第138話 遠距離戦

「ふらんこっちだ!」


「うっ……うん!!」


 暁とふらんはとにかく林の中を走り続ける。

 どこにいるか分からないクロウリーとイヴの二人からの攻撃は続いていた。


「……来た!」


 狙いすましたかのように暁とふらんの間を弾丸のようなボールが通過し、地面を跳ねる。

 地面にはボールが跳ねた痕が深く刻まれていた。

 このようなどこから飛んでくるか分からないボール攻撃が、先程から何度も二人を襲っていた。

 今、二人に出来ることはクロウリーとイヴの二人を探しつつ、狙いを絞らせないために動き回ることだけである。

 完全に防戦一方の様相を呈していた。


「ふらん!」


「南西の方向! 弾速から距離は…………三百四十六.二メートル!」


 暁は、すぐにふらんの計算した方向を見る。

 しかし、その先は生い茂った木々や草葉によって遮られ、判然としない視界が広がるばかりで、二人の姿は影も形もなかった。
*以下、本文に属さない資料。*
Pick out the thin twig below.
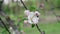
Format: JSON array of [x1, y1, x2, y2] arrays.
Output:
[[20, 0, 28, 10], [0, 18, 11, 34], [36, 24, 45, 34]]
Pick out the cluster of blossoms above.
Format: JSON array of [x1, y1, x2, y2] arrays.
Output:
[[24, 10, 40, 24]]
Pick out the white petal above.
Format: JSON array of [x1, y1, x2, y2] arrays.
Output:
[[32, 17, 39, 24]]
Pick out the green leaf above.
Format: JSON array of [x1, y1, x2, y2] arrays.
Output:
[[32, 24, 35, 28]]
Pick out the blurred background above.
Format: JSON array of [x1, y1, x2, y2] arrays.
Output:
[[0, 0, 60, 34]]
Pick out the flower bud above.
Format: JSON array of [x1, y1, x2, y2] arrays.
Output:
[[35, 11, 40, 17], [24, 10, 30, 16], [24, 20, 28, 24]]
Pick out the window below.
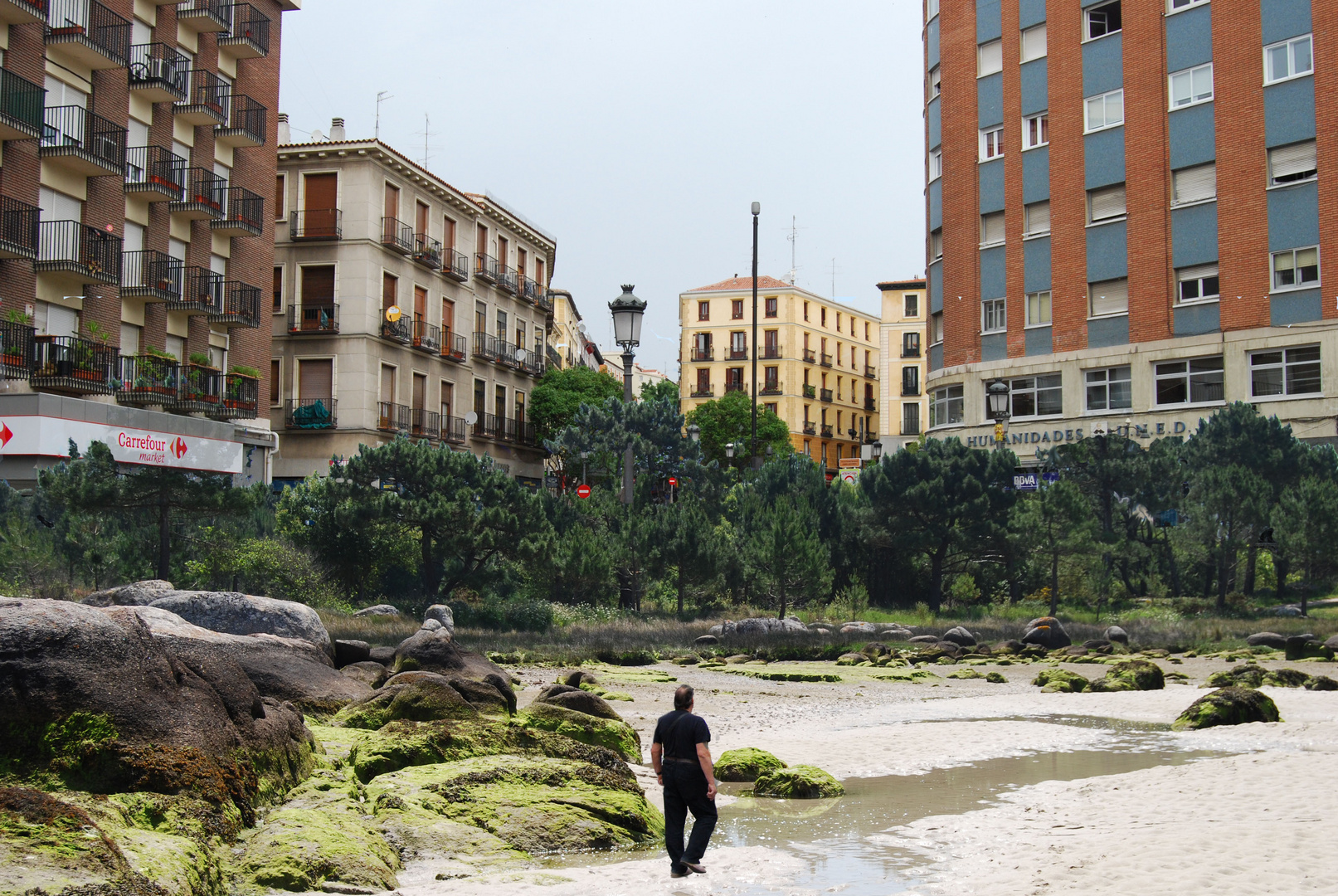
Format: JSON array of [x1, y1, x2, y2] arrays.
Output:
[[1022, 112, 1050, 150], [1272, 246, 1319, 290], [1022, 22, 1045, 63], [980, 298, 1008, 333], [1026, 289, 1050, 326], [1175, 264, 1219, 302], [1083, 365, 1133, 411], [1084, 0, 1120, 40], [1087, 183, 1126, 223], [980, 127, 1004, 162], [1170, 162, 1218, 206], [1022, 199, 1050, 236], [1263, 35, 1316, 85], [1170, 63, 1212, 109], [1268, 140, 1319, 187], [1155, 354, 1223, 404], [980, 212, 1004, 246], [1087, 277, 1129, 317], [1250, 345, 1319, 397], [1085, 88, 1124, 134], [928, 385, 962, 428], [976, 40, 1004, 77]]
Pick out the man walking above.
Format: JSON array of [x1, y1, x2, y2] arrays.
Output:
[[650, 684, 716, 877]]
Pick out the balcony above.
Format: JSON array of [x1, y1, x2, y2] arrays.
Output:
[[441, 249, 470, 284], [116, 354, 181, 408], [127, 44, 190, 103], [209, 280, 260, 326], [214, 94, 269, 147], [218, 2, 269, 59], [168, 267, 223, 314], [171, 70, 231, 127], [32, 221, 122, 290], [37, 105, 126, 178], [209, 373, 260, 420], [413, 321, 441, 354], [382, 314, 413, 345], [120, 249, 185, 302], [168, 168, 227, 221], [288, 208, 344, 242], [0, 197, 41, 260], [46, 0, 129, 71], [441, 328, 470, 363], [29, 336, 119, 395], [0, 321, 35, 380], [177, 0, 233, 33], [288, 302, 338, 336], [382, 218, 413, 256], [284, 398, 338, 429], [126, 146, 190, 202], [209, 187, 265, 236], [0, 67, 46, 140]]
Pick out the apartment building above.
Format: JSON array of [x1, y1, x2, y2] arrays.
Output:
[[878, 278, 928, 450], [269, 128, 557, 487], [679, 277, 879, 474], [925, 0, 1338, 453], [0, 0, 290, 488]]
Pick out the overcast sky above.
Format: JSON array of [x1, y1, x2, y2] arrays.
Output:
[[280, 0, 925, 378]]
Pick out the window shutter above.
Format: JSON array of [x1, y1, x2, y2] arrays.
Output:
[[1087, 280, 1129, 324], [1175, 162, 1218, 205], [1092, 183, 1126, 221]]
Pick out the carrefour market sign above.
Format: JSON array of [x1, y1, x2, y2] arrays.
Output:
[[0, 416, 242, 474]]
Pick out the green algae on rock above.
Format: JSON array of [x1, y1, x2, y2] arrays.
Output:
[[716, 746, 786, 784], [753, 765, 845, 800]]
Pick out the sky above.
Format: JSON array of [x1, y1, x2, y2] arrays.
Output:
[[280, 0, 925, 378]]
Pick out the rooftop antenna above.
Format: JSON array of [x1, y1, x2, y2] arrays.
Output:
[[375, 90, 395, 140]]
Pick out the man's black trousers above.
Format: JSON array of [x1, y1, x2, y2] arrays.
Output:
[[661, 762, 716, 870]]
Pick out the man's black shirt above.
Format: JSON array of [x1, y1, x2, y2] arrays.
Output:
[[653, 709, 711, 760]]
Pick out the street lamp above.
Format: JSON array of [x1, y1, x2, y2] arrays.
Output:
[[609, 290, 646, 505]]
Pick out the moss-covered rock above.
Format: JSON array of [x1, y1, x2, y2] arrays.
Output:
[[367, 756, 664, 853], [753, 765, 845, 800], [716, 746, 786, 782], [1170, 688, 1282, 732]]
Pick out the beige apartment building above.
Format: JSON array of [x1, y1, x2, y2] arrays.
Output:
[[878, 278, 928, 452], [269, 126, 557, 487], [679, 277, 879, 472]]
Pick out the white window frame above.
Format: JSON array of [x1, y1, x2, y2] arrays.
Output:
[[1083, 87, 1124, 134], [1268, 246, 1323, 293], [1263, 33, 1316, 87], [1167, 61, 1214, 112]]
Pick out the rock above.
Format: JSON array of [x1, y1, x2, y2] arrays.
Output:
[[353, 603, 400, 616], [1022, 616, 1073, 650], [148, 591, 334, 656], [941, 626, 976, 647], [753, 765, 845, 800], [1170, 688, 1282, 732], [716, 746, 786, 784], [81, 579, 175, 607], [334, 640, 372, 669]]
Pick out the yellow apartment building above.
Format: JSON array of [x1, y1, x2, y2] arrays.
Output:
[[878, 278, 928, 452], [679, 277, 880, 472]]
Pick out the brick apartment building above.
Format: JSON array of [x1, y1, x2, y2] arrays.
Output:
[[0, 0, 299, 487], [925, 0, 1338, 455]]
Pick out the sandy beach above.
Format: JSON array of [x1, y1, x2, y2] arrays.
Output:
[[411, 660, 1338, 896]]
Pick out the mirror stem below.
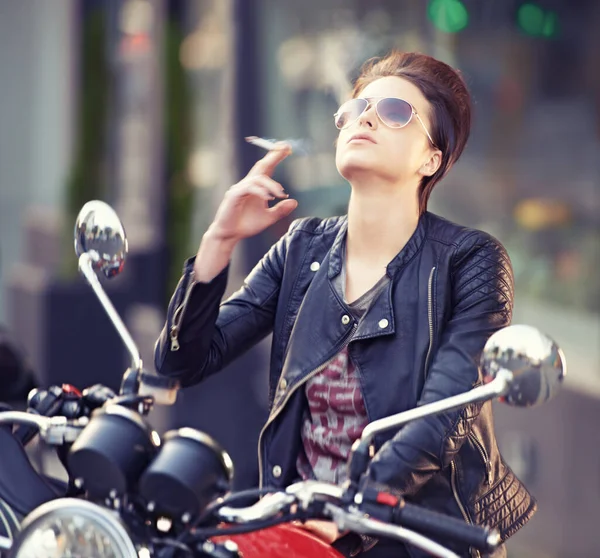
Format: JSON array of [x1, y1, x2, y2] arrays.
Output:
[[79, 253, 142, 371], [360, 369, 513, 456]]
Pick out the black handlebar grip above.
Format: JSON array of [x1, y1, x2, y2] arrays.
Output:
[[393, 503, 501, 552]]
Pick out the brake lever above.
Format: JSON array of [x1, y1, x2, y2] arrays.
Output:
[[324, 502, 460, 558], [217, 492, 297, 523]]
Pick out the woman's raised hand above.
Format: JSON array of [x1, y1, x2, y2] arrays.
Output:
[[207, 143, 298, 243]]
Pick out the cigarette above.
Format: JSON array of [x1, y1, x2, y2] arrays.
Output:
[[244, 136, 277, 151]]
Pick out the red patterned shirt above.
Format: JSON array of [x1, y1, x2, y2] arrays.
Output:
[[297, 347, 368, 483]]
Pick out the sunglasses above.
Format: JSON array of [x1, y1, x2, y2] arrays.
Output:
[[333, 97, 437, 147]]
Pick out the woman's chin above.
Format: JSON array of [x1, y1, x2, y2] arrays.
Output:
[[337, 157, 377, 182]]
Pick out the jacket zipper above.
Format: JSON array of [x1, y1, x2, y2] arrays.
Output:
[[169, 276, 196, 351], [424, 266, 435, 378], [450, 461, 471, 525], [469, 432, 492, 486], [258, 323, 358, 488], [450, 461, 481, 558]]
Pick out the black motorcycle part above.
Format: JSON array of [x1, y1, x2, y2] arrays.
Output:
[[139, 428, 233, 521], [0, 427, 64, 520], [67, 405, 156, 498]]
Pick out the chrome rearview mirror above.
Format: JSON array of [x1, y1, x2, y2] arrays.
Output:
[[481, 325, 567, 407], [349, 325, 567, 486], [75, 200, 127, 278], [75, 200, 142, 371]]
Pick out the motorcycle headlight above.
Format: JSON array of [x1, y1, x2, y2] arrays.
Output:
[[10, 498, 138, 558]]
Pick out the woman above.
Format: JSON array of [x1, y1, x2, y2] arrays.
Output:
[[155, 52, 535, 556]]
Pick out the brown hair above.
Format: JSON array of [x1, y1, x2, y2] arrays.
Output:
[[352, 50, 471, 213]]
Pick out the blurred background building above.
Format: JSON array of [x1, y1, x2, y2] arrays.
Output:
[[0, 0, 600, 558]]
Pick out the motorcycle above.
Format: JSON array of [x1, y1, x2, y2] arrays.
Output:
[[0, 201, 566, 558]]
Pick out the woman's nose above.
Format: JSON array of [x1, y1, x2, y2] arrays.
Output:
[[359, 104, 377, 128]]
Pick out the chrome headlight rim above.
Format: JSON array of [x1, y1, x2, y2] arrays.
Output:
[[10, 498, 138, 558]]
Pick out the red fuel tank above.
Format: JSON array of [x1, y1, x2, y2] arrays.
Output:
[[212, 524, 343, 558]]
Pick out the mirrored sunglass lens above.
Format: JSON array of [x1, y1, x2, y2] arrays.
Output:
[[335, 99, 367, 130], [377, 99, 412, 128]]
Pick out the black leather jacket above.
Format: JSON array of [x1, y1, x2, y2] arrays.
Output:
[[155, 213, 536, 556]]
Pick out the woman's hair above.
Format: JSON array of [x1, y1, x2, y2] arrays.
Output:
[[352, 50, 471, 213]]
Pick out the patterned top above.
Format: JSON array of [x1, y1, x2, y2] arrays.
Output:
[[296, 241, 389, 483]]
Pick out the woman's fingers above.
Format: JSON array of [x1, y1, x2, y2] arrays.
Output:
[[228, 174, 288, 199], [247, 142, 292, 177]]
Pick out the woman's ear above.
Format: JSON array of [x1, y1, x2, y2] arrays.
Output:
[[419, 149, 442, 176]]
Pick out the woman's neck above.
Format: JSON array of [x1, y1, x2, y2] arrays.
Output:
[[346, 179, 419, 267]]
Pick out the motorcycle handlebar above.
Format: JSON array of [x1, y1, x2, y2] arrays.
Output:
[[213, 481, 494, 556], [355, 485, 502, 552]]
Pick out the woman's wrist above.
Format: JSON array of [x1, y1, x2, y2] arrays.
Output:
[[194, 229, 239, 283]]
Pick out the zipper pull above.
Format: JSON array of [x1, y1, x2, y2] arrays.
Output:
[[170, 326, 179, 351]]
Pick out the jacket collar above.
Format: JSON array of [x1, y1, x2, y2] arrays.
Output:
[[328, 211, 429, 279]]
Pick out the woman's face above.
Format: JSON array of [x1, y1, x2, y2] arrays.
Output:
[[335, 76, 440, 188]]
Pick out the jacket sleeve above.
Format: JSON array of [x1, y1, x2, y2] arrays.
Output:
[[366, 232, 513, 496], [154, 221, 298, 386]]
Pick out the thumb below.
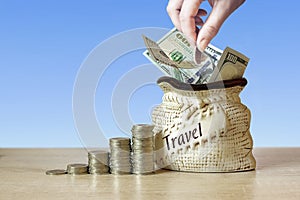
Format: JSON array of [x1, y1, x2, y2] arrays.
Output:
[[197, 4, 231, 51]]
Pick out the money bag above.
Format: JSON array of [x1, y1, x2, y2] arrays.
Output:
[[152, 77, 256, 172]]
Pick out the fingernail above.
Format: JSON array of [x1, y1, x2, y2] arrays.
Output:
[[198, 39, 209, 52]]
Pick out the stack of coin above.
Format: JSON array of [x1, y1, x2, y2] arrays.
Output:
[[131, 124, 154, 174], [88, 150, 109, 174], [109, 137, 131, 174], [67, 164, 88, 175]]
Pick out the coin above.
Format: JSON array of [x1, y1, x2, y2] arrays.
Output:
[[46, 169, 67, 175], [88, 150, 109, 174], [131, 124, 154, 174], [109, 137, 131, 174], [67, 164, 88, 175]]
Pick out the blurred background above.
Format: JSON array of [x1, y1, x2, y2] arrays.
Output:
[[0, 0, 300, 147]]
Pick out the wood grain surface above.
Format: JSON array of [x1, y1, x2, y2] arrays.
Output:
[[0, 148, 300, 200]]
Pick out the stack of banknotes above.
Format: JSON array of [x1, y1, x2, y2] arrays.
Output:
[[143, 28, 249, 84]]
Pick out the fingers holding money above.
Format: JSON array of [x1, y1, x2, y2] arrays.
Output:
[[167, 0, 207, 43]]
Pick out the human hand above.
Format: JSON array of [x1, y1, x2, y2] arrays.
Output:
[[167, 0, 245, 51]]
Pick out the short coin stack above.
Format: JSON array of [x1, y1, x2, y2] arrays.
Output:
[[131, 124, 154, 174], [109, 137, 131, 174], [67, 164, 88, 175], [88, 150, 109, 174]]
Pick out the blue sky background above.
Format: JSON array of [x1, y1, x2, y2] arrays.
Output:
[[0, 0, 300, 147]]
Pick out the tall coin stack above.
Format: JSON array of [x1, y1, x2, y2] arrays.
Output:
[[131, 124, 154, 174], [109, 137, 131, 174], [88, 150, 109, 174]]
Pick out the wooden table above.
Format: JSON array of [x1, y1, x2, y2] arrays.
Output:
[[0, 148, 300, 200]]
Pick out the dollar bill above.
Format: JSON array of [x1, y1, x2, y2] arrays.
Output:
[[209, 47, 249, 82], [143, 28, 249, 84]]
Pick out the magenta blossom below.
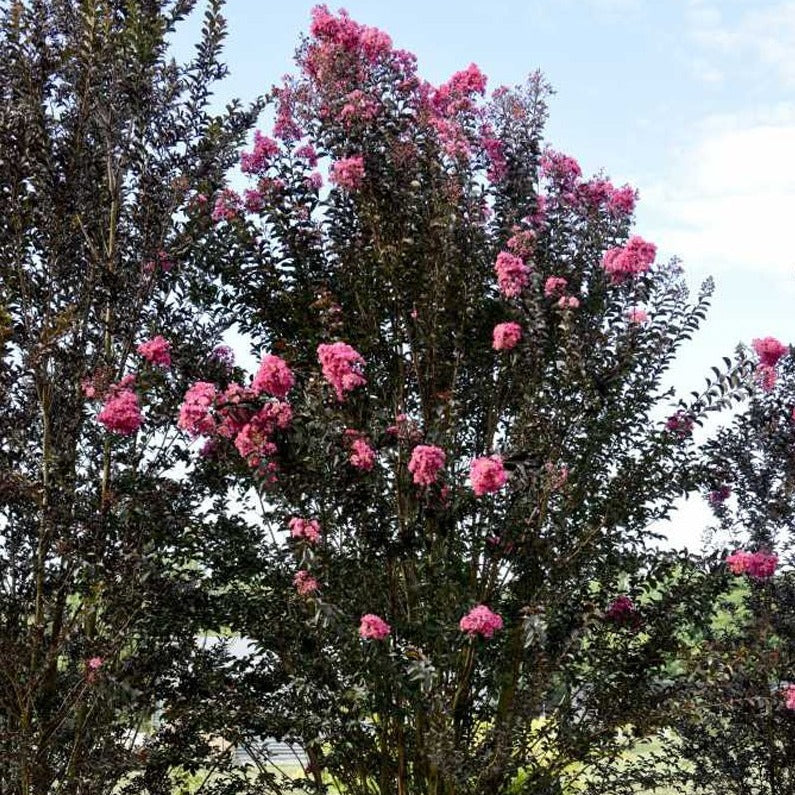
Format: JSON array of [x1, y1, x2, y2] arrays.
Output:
[[293, 569, 318, 596], [177, 381, 218, 436], [350, 437, 375, 472], [329, 156, 364, 191], [251, 353, 295, 398], [494, 251, 530, 298], [469, 455, 508, 497], [492, 323, 522, 351], [458, 605, 502, 638], [726, 549, 778, 580], [97, 385, 144, 436], [602, 235, 657, 284], [137, 334, 171, 367], [287, 516, 320, 544], [317, 342, 367, 402], [544, 276, 569, 298], [751, 337, 788, 367], [359, 613, 392, 640], [409, 444, 445, 486], [783, 685, 795, 710]]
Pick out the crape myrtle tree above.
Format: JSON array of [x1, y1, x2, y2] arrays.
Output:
[[0, 0, 259, 795], [179, 6, 751, 795], [664, 337, 795, 795]]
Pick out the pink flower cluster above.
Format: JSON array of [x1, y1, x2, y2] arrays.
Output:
[[251, 353, 295, 399], [317, 342, 367, 402], [726, 549, 778, 580], [329, 156, 364, 191], [210, 188, 243, 224], [431, 63, 486, 117], [492, 323, 522, 351], [309, 5, 392, 63], [97, 375, 144, 436], [627, 306, 649, 326], [409, 444, 446, 486], [576, 179, 637, 217], [350, 436, 375, 472], [665, 410, 694, 439], [240, 130, 279, 174], [458, 605, 502, 638], [557, 295, 580, 309], [602, 235, 657, 284], [505, 226, 536, 259], [359, 613, 392, 640], [293, 569, 318, 596], [752, 337, 789, 367], [540, 149, 582, 192], [752, 337, 789, 392], [287, 516, 320, 544], [494, 251, 530, 298], [137, 334, 171, 367], [544, 276, 569, 298], [783, 685, 795, 710], [480, 125, 508, 183], [469, 455, 508, 497], [177, 381, 218, 437], [235, 400, 293, 468], [707, 483, 732, 506], [605, 594, 637, 624]]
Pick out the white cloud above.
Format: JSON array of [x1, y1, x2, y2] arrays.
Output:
[[642, 109, 795, 276], [686, 0, 795, 86]]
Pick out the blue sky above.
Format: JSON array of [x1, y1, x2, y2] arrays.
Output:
[[177, 0, 795, 545]]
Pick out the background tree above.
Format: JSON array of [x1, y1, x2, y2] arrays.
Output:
[[673, 338, 795, 795], [0, 0, 258, 795]]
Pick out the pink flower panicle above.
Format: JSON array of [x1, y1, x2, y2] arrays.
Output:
[[287, 516, 320, 544], [754, 364, 778, 392], [707, 483, 732, 507], [752, 337, 789, 367], [469, 455, 508, 497], [97, 381, 143, 436], [251, 353, 295, 398], [235, 400, 293, 468], [177, 381, 218, 437], [240, 130, 279, 174], [431, 64, 487, 117], [665, 410, 694, 439], [726, 549, 778, 580], [602, 235, 657, 284], [605, 594, 637, 624], [317, 342, 367, 402], [492, 323, 522, 351], [409, 444, 446, 486], [293, 569, 318, 596], [540, 149, 582, 193], [350, 438, 375, 472], [137, 334, 171, 367], [607, 185, 638, 216], [329, 156, 364, 191], [458, 605, 503, 638], [494, 251, 530, 298], [557, 295, 580, 309], [295, 144, 317, 168], [210, 188, 243, 224], [505, 227, 536, 259], [783, 685, 795, 710], [544, 276, 569, 298], [359, 613, 392, 640]]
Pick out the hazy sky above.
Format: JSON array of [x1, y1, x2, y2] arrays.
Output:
[[177, 0, 795, 546]]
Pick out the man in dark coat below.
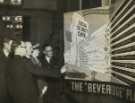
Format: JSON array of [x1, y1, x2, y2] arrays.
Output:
[[42, 45, 63, 103], [6, 41, 38, 103], [0, 38, 12, 103]]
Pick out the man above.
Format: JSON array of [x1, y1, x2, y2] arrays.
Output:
[[7, 43, 38, 103], [42, 44, 63, 103]]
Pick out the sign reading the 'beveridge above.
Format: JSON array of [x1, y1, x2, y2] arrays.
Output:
[[66, 80, 135, 103]]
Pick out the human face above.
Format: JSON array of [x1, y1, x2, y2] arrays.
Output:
[[4, 40, 13, 52], [32, 49, 40, 58], [43, 46, 53, 58]]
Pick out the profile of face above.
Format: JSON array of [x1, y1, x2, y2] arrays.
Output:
[[4, 40, 13, 52], [43, 46, 53, 58], [32, 49, 40, 58], [25, 42, 33, 56]]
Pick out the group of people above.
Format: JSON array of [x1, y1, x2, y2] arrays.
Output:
[[0, 38, 65, 103]]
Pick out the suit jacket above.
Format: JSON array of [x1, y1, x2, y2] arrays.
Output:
[[7, 56, 38, 103], [41, 57, 63, 79]]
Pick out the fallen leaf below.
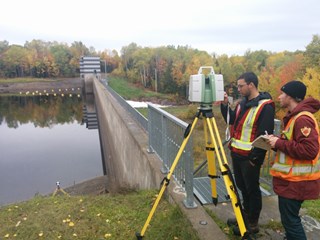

(姿を隠しつつ、移動する僕らを追って来てる…………この不明瞭な視界の中、離れたところから確実に…………あっちは完全に僕らの位置を把握してるな)


 暁は地面に刻まれたボールの痕を見る。

 抉られた地面の深さから、相手を仕留めるのに申し分のない威力であることがよく分かる。

 しかし、相手の狙いに暁は違和感を感じていた。

 最初のボールも、さっきのボールも、かのような弾道だった。

 クロウリーがイヴの性能を源内に見せつけるためにわざとギリギリの狙いで外しているのだが、暁もそのことに薄々勘づき始めていた。


(まったく……つくづくプライドが高い人だ)


「暁ちゃん」


「ん?」


 暁が考えを巡らせていると、ふらんが暁の服の裾を引っ張る。

 落ち着かない様子で、周囲を見回し、いつ飛んでくるか分からないボールを警戒しているようだった。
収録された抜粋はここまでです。